I do think having something like "char_no_alias_everything" would be useful.  My interest in this discussion was due to the code generation on the embedded AVR platform (where 8-bit integers are very common).  If non-aliasing 8-bit integer types existed, I suspect dealing with ABI breakage would be more tenable on AVR.  (And if nothing else, utilizing them within an individual AVR project would not be difficult.)
Comment 15 rguenther@suse.de 2015-05-19 08:50:09 UTC
On Mon, 18 May 2015, kevin at koconnor dot net wrote:

> https://gcc.gnu.org/bugzilla/show_bug.cgi?id=66110
> 
> --- Comment #12 from Kevin OConnor <kevin at koconnor dot net> ---
> (In reply to Andreas Schwab from comment #11)
> > Since typedef does not create a new type the effect of uint8_t is exactly
> > the same as the type it is defined from.  Thus if uint8_t is defined from
> > unsigned char then uint8_t is a character type.
> 
> Yes, of course.  My point is that gcc does not need to define uint8_t /
> __UINT8_TYPE__ as 'unsigned char'.  Instead it could define it as a new integer
> type (eg, __gcc_uint8_t) that is an 8-bit integer that does not alias.
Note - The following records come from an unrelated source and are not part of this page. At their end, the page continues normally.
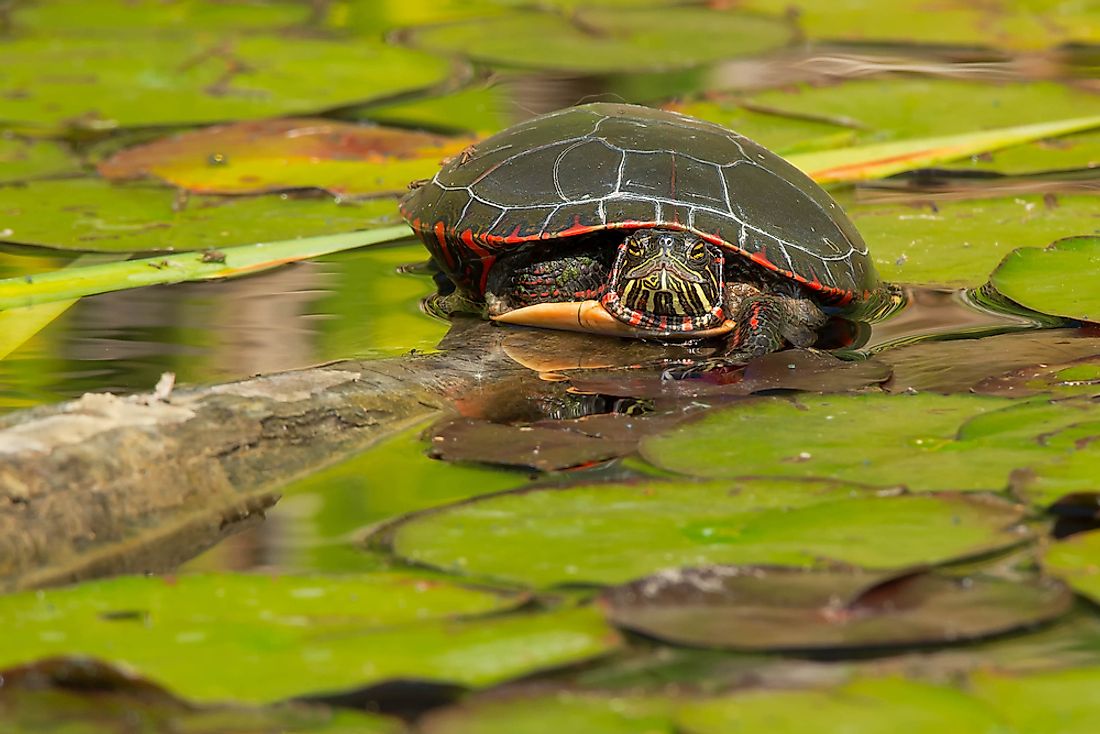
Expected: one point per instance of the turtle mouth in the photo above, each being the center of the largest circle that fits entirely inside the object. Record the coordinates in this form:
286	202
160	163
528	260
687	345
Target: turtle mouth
593	317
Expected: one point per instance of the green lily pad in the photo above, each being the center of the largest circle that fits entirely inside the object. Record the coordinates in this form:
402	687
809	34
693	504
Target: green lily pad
114	18
1067	152
622	532
188	80
88	214
1041	24
1058	280
778	132
961	242
881	705
911	440
964	365
1075	472
22	160
553	712
272	155
921	107
607	39
256	638
777	609
86	697
376	19
479	109
1076	560
1062	701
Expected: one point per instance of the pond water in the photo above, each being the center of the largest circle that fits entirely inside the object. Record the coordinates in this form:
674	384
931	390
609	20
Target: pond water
876	523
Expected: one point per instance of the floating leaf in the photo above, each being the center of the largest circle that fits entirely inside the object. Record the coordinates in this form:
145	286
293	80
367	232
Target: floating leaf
881	160
620	532
1062	701
1076	560
66	694
1001	23
256	638
271	155
777	132
1058	280
1077	378
964	365
189	80
789	370
23	160
69	283
477	109
537	447
777	609
961	242
139	18
865	705
890	109
337	502
87	214
915	441
553	712
607	40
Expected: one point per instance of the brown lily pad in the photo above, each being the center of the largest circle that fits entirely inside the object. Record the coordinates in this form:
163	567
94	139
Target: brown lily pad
271	155
1075	378
790	370
782	609
965	364
535	447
Yes, agreed.  Like {signed,unsigned,} __gcc_int8_t or so...

> As before, I understand if the cost of doing this is too high, but it's
> unfortunate that there currently does not appear to be any way to define a
> pointer to an 8-bit integer that doesn't alias.
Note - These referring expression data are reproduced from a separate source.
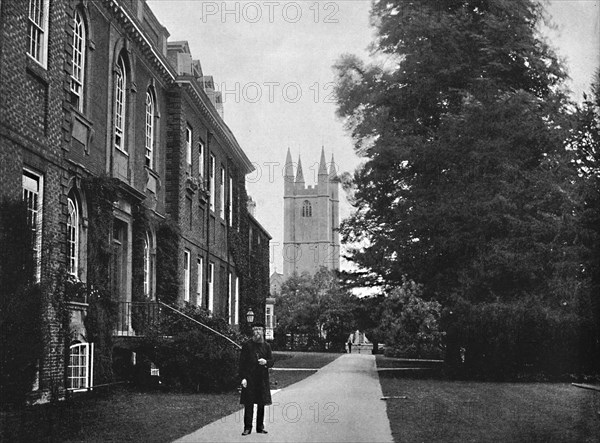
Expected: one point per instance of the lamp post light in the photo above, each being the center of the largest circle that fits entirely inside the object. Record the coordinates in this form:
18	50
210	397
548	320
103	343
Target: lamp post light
250	319
250	316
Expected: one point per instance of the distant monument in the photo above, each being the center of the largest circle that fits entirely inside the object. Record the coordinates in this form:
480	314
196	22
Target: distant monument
311	219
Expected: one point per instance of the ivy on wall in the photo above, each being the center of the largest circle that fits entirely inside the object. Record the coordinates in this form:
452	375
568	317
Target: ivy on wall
167	253
21	314
251	268
102	313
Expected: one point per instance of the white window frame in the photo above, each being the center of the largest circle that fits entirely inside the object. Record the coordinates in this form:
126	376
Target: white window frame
78	59
200	283
147	267
189	136
306	208
201	159
33	195
38	31
81	367
229	298
236	314
222	194
268	316
150	129
211	287
120	105
230	208
211	171
72	237
186	275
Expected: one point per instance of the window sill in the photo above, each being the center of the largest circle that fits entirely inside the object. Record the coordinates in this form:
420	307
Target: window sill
39	64
37	70
122	151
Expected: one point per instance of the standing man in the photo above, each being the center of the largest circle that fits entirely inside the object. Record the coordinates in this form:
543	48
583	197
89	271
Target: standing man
255	360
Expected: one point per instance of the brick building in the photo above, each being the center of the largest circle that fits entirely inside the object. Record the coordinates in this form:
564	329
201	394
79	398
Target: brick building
97	106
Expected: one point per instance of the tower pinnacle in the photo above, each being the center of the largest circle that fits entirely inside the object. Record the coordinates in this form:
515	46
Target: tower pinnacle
299	174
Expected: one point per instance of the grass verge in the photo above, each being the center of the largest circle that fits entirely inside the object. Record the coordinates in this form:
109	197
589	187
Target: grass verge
124	413
439	410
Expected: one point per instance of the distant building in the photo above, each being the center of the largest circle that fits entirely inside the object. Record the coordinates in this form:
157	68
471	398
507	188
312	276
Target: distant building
276	281
133	183
311	219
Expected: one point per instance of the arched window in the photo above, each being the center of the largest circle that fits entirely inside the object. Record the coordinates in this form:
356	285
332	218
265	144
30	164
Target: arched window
306	209
147	266
150	108
120	97
73	237
78	62
80	372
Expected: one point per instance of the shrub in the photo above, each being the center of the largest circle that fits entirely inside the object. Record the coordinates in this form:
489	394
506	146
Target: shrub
502	341
192	358
411	323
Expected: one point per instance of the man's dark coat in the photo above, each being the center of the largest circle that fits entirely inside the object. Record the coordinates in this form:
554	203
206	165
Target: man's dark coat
258	390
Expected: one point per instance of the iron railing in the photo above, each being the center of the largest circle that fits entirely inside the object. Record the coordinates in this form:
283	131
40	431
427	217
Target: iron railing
138	319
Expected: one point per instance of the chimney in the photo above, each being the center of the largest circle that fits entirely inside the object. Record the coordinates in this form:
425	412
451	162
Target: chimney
251	206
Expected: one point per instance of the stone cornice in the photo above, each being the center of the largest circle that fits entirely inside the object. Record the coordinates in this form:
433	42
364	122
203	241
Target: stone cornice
135	32
190	84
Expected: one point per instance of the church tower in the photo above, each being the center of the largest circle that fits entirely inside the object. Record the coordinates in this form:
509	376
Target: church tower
311	218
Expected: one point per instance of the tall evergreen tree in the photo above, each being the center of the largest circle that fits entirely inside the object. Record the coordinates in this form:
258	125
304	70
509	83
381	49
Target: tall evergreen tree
465	187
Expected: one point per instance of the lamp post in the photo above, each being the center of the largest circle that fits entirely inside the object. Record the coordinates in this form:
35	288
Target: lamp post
250	316
250	319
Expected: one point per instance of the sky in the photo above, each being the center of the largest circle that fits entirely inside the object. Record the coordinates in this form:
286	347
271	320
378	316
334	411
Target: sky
272	61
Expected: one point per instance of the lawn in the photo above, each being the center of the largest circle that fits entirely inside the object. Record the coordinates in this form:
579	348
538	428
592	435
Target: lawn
124	413
440	410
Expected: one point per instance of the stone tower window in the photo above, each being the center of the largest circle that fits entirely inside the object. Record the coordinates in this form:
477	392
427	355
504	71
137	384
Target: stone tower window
306	209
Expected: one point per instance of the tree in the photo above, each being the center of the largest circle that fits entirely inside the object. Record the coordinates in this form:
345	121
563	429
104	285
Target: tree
410	323
584	141
315	306
466	184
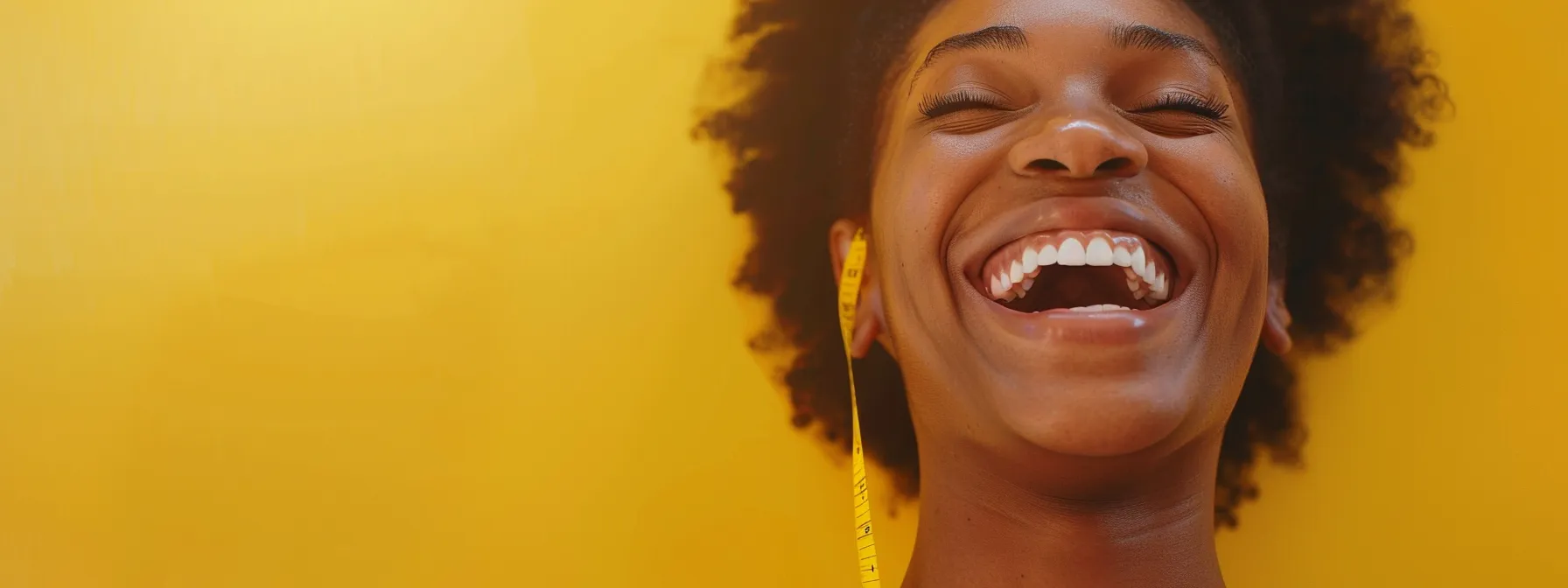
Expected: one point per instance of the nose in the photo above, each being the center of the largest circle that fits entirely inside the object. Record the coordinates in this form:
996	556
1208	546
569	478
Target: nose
1079	148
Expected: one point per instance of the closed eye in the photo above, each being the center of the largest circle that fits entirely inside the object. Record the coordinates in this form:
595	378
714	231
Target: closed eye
1183	102
936	105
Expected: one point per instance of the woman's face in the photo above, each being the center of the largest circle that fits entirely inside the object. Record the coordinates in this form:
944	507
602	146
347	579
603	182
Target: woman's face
1041	158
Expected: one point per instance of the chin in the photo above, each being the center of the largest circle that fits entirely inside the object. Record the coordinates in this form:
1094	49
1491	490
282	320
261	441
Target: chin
1098	417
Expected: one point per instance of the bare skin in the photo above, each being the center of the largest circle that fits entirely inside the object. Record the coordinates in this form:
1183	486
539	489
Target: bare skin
1067	447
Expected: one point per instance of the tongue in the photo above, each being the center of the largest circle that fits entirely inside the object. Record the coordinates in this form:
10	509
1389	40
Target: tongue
1067	287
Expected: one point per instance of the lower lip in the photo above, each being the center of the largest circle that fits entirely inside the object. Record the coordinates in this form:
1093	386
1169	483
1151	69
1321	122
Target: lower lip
1081	326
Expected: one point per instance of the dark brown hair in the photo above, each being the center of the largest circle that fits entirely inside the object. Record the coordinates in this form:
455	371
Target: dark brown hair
1336	90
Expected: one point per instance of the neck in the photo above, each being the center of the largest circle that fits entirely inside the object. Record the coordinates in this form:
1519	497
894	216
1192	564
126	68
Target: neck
980	528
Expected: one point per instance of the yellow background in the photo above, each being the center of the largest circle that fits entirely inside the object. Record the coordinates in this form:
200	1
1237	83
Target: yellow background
433	294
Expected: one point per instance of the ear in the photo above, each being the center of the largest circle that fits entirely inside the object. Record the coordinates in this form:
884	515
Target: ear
869	318
1277	320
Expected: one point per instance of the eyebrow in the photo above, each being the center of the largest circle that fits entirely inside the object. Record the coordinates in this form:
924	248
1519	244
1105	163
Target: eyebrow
1002	37
1145	37
1013	38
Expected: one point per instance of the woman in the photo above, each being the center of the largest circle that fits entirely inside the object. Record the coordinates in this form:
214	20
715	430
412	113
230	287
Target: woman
1096	231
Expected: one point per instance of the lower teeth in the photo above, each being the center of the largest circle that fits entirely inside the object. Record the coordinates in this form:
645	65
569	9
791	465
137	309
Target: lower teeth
1098	308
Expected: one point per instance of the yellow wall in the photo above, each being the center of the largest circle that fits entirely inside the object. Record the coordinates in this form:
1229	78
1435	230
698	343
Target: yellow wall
433	294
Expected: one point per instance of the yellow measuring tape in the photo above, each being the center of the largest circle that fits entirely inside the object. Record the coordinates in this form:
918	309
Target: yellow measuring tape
849	297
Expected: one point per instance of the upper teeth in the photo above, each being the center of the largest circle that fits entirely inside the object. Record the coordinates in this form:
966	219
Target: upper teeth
1144	276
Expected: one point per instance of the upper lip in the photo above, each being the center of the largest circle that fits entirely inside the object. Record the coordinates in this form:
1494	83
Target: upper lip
972	248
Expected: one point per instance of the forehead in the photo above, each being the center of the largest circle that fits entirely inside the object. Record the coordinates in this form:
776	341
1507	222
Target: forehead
1051	21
Another possibility would be to introduce an attribute similar to
may_alias, "not_alias" so you can do

typedef unsigned char uint8_t __attribute__((no_alias));

or sth like that.  As that wouldn't alias with

typedef unsigned char my_uint8_t __attribute__((no_alias));

the effects might be surprising though.
Comment 16 Pedro Alves 2016-05-18 20:53:26 UTC
I ran into this, and thought that:

 typedef unsigned int __attribute__ ((__mode__(__byte__))) byte;

or:

 typedef unsigned int __attribute__ ((__mode__(QI))) byte;

might be syntax that already worked for creating an 8-bit type that doesn't alias.  Alas, it does not work.  Maybe it should.
Comment 17 Richard Biener 2016-05-19 07:37:21 UTC
(In reply to Pedro Alves from comment #16)
> I ran into this, and thought that:
> 
>  typedef unsigned int __attribute__ ((__mode__(__byte__))) byte;
> 
> or:
> 
>  typedef unsigned int __attribute__ ((__mode__(QI))) byte;
> 
> might be syntax that already worked for creating an 8-bit type that doesn't
> alias.  Alas, it does not work.  Maybe it should.

The reason it does not work is that we handle it by querying the frontend
for a type corresponding to that mode so it returns unsigned char.